A ETERNIDADE DOS INSTANTES

— Quando foi inventado o tempo? 

A pergunta inocente de Ana caiu como luva para a costumeira algazarra em sala de aula. Foi o primeiro bullying coletivo que sofreu na vida. Todos os dias, era uma chacota que tentava esmagar um aluno mais tímido, até vê-lo como tomate pisado no chão, sangrando de vergonha. A dinâmica sempre partia de um núcleo de garotos maldosos e ia aglutinando a maioria da classe, que, por contágio e num crescente, ia às gargalhadas, enquanto a vítima se via diminuindo na carteira, desconcertada pela humilhação. 
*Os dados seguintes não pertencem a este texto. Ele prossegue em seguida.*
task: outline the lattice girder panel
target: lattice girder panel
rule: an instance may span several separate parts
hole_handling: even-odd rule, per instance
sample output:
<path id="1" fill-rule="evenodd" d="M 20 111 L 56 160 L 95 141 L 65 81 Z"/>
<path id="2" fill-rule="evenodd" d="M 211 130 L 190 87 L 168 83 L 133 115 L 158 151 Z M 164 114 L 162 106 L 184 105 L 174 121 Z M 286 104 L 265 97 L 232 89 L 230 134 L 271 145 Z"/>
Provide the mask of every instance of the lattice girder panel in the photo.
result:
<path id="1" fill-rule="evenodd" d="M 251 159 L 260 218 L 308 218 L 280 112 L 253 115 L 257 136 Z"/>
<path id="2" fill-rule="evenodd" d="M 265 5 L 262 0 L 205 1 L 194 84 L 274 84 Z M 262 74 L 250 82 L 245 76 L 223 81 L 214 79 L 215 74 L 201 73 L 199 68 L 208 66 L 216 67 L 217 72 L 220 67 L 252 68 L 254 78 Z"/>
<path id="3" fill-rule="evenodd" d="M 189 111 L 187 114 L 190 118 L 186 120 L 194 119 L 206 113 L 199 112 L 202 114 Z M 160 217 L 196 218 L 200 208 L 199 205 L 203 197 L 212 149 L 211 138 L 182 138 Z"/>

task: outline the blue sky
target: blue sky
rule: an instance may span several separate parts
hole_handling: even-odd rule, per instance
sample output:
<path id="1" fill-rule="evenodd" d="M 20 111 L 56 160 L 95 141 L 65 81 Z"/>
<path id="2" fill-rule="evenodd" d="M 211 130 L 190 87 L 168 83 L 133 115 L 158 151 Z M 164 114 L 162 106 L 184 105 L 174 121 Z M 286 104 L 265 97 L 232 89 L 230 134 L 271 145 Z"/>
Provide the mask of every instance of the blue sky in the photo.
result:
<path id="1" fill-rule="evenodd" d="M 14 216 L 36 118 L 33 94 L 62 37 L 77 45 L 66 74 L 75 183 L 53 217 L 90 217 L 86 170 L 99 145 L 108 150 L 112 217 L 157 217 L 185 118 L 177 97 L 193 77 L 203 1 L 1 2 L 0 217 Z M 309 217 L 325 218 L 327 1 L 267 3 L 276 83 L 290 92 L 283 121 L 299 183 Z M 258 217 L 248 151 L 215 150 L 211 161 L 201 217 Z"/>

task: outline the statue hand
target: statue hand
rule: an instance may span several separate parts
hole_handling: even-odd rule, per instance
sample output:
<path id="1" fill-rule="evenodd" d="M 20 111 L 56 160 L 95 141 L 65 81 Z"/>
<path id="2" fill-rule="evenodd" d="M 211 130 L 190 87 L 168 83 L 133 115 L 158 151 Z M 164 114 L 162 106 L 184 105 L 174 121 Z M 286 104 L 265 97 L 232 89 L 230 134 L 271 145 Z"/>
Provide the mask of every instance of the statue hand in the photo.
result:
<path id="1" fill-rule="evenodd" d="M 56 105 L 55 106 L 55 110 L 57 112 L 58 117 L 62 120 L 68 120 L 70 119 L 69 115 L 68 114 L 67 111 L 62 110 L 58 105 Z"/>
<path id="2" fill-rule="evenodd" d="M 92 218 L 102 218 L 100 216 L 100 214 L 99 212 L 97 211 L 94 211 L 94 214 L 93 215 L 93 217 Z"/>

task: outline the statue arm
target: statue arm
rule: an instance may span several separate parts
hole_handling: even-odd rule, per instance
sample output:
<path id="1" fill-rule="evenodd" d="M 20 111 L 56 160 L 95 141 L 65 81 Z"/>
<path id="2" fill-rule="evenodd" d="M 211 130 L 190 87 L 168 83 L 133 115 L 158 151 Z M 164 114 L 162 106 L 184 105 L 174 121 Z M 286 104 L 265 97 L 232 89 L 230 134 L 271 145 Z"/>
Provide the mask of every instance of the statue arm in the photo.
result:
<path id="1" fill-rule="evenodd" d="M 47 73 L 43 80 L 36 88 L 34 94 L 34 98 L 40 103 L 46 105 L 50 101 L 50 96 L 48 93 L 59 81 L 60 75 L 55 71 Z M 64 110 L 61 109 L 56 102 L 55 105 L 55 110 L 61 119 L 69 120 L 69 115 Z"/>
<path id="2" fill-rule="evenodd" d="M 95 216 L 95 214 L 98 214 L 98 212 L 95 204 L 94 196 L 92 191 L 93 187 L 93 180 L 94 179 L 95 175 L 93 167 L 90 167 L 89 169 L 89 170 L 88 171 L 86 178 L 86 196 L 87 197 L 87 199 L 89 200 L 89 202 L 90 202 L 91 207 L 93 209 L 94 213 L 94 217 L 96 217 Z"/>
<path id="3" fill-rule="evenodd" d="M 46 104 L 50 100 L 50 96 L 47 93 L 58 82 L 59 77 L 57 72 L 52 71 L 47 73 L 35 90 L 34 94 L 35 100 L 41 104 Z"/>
Sem demonstrarem nenhum riso, as fiéis amigas Norma e Bel. A professora, exaltada, pediu ordem, mas não conseguiu interromper a baderna descontrolada. 

Enquanto isso, como defesa, Ana encontrara refúgio em suas lembranças do dia anterior, no qual o riso solto não era de deboche, mas de alegria de um domingo ensolarado de brincadeiras de rua. Vieram-lhe as imagens do sorteio de chiniqueiro livre para decidir quem iria bater a latinha. Depois, a escolha do perímetro até onde todos poderiam se esconder. Enquanto acontecia a contagem regressiva, todos dispararam em busca do melhor esconderijo. E, cada vez que o batedor conseguia encontrar uma boa parte dos escondidos, uma criança mais esperta corria na frente, chutava a latinha e salvava todo mundo. E o esconde-esconde ia longe.
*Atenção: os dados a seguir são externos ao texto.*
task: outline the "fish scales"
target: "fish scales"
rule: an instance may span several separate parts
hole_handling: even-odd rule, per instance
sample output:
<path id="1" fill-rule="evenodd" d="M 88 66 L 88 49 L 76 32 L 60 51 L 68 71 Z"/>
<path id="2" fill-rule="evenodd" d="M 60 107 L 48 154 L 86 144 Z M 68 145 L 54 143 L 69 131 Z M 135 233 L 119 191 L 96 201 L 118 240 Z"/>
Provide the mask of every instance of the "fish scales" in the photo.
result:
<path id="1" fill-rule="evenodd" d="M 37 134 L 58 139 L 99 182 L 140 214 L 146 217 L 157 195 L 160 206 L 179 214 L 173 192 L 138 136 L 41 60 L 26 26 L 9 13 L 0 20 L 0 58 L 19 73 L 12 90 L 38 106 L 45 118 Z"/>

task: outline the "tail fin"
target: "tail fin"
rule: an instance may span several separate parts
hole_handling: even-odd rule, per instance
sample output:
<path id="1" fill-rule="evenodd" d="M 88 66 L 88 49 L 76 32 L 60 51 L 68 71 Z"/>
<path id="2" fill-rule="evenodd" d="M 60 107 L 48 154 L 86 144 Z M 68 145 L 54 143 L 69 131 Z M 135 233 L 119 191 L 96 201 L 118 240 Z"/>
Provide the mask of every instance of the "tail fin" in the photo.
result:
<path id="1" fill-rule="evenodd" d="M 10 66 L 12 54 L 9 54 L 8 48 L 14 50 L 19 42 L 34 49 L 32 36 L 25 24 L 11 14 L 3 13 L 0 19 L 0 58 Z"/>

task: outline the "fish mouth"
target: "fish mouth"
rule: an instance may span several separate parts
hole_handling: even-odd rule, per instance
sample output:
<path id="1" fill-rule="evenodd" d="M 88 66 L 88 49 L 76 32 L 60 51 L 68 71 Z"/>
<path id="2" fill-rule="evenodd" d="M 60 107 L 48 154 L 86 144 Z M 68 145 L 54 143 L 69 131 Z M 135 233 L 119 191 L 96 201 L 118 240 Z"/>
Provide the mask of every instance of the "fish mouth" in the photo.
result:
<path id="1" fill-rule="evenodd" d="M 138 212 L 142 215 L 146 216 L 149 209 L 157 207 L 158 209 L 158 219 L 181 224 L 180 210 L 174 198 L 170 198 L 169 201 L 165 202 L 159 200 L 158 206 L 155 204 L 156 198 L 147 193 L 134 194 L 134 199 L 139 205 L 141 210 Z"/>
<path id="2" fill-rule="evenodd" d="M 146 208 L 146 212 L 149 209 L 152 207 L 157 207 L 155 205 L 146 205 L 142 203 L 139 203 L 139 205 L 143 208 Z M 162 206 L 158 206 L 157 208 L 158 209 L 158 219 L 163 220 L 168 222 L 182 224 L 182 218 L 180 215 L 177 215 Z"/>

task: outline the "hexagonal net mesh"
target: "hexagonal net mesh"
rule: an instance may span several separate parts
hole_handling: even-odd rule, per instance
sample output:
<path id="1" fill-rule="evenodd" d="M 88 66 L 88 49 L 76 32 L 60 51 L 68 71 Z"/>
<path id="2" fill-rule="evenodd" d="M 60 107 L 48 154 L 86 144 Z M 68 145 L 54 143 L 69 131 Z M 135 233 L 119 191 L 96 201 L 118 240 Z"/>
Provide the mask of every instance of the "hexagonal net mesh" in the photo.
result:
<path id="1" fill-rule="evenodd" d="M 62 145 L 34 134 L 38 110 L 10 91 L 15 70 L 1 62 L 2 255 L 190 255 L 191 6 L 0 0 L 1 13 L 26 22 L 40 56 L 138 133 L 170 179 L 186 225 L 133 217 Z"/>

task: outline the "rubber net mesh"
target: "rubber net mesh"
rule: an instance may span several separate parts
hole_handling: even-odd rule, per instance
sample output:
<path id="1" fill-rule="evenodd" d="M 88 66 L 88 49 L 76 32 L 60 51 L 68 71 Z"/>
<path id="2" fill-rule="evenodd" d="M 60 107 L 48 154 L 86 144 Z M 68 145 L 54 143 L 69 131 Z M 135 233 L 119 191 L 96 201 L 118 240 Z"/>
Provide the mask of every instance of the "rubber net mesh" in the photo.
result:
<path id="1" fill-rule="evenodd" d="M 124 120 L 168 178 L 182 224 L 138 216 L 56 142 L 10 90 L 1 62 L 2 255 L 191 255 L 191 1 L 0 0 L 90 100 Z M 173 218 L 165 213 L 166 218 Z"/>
Já começava anoitecer, quando a turma exausta se deitara na calçada para olhar o céu e as estrelas. E aí alguém notara a falta dela. Encontraram-na adormecida dentro de uma velha casinha de cachorro abandonada no quintal do vizinho. Ela havia batido o recorde de sumiço por dez horas! Essa aventura lhe trouxera a vitória e a o bônus de não ser a batedora por três rodadas.

Quando Ana voltou de seu devaneio, a sala já estava em silêncio. A única voz era a da professora, muito brava, que, sentindo-se desacatada, pedia uma pesquisa, valendo nota, sobre a pergunta que Ana fizera, motivo de tanta piada.